1. Identify your loyalty marketing program goals
The first step in creating or enhancing your loyalty marketing program is determining what you want to achieve. Next, you should consider your business goals and rank your objectives in order of importance.
Brand-strengthening and loyalty marketing activities might have the goal of:
- Completing more check-outs
- Increasing the average value of orders
- Improving shopping frequency
- Re-activating inactive customers
- Encouraging brand engagement
- Building loyalty through personalisation
- Rewarding your most valuable clients
- Moving beyond discounting your products or services
By identifying your goals and objectives, you can create a business case to ensure buy-in from all management levels, which is particularly important in large organisations.
2. Measure your success
It is all well and good saying this is what you want to achieve, but if your goals are not measurable, you will have no evidence to quantify success, failure, or effectiveness. Measuring success means determining your metrics and monitoring your numbers.
It is best to begin by determining where you are now, where you want to be, and the timeline for getting there. By setting a fixed period, of say, three months, you will be able to determine if your loyalty marketing program is gaining traction and worth investing in over the long term.
When you measure your success, you know your return on investment and can make informed decisions on scaling-up, scaling-down, or pivoting your loyalty marketing towards an alternative strategy.
3. Identify your audience
It is impractical and inadvisable to create a loyalty marketing program that targets your entire client base. Customer relationships exist at different stages of maturity, and your approach, communication, and rewards must reflect this. For instance, new clients might appreciate a discount, while established clients might value having their voice and opinion heard.

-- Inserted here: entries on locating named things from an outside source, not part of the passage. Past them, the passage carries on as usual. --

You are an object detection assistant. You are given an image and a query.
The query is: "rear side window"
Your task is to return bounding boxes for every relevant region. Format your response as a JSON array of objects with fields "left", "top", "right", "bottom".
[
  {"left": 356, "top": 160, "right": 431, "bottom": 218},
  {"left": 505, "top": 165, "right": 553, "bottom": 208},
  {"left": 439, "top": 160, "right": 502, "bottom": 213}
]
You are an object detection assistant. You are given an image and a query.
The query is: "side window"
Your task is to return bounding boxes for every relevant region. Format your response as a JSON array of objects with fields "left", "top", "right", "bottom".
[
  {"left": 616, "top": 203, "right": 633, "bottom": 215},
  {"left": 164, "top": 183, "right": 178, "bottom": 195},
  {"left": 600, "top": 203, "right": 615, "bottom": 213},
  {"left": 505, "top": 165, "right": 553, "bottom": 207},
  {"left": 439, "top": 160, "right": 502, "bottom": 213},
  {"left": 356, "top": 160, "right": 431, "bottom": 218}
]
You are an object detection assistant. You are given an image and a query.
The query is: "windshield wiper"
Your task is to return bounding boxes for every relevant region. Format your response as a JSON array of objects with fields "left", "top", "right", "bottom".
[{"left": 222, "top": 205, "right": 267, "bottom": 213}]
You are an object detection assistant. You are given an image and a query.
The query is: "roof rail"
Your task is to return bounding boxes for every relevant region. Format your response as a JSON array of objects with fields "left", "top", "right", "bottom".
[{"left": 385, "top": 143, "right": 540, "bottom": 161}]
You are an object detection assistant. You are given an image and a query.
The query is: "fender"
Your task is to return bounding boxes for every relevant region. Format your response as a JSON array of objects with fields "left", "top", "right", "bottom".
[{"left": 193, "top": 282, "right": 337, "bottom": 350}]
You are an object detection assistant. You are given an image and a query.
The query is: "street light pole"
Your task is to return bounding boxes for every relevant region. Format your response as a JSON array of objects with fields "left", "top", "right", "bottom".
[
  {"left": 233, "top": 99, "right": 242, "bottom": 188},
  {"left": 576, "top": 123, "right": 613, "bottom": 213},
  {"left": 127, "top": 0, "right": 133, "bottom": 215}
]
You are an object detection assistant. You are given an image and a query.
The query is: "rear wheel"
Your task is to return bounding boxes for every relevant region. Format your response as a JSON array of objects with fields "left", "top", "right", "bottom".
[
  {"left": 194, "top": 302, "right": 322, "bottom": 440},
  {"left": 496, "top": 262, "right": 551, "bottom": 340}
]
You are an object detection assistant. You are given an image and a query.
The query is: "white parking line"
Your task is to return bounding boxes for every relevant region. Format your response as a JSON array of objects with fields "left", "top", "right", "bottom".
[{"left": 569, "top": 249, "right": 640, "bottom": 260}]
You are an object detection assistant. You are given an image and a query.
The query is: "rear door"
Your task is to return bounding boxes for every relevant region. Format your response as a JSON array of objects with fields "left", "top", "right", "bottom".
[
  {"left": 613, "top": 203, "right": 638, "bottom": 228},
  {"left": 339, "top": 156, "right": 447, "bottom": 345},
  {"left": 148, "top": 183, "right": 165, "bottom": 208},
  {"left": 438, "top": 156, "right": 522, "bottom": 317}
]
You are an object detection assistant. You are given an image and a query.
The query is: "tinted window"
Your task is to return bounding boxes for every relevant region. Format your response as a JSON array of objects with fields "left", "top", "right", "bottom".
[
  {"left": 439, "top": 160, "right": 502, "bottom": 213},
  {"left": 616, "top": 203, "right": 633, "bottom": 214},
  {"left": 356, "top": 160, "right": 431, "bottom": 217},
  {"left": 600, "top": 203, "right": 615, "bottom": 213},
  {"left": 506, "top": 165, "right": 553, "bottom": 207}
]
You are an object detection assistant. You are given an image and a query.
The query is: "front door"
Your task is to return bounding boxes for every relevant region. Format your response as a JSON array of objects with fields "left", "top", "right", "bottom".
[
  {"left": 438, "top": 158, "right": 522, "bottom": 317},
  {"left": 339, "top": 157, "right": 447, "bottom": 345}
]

Your marketing strategy will get the best results if it focuses on one segment at a time. It is a case of identification followed by tailoring an approach to meet the business’s goals.
4. Determine your investment
The loyalty marketing budget is central to success but goes far beyond simply the cost of the reward or discount. When determining your investment, factor in the cost of development time and identify the predictable and unpredictable expenses.
5. Consider your technical capabilities
The technical challenge of implementing a loyalty marketing program can be significant. You could build a platform and test and trial it. Alternatively, you might save a considerable amount of effort and cost by leveraging off-the-peg loyalty marketing software.
Your choice of loyalty marketing platform will need to connect with your existing systems and database, automate marketing and reward management, offer smart loyalty logic, and integrate reporting against your goals and metrics. Your company’s technical IT expertise may be sufficient, or you may need the help of an IT systems agency.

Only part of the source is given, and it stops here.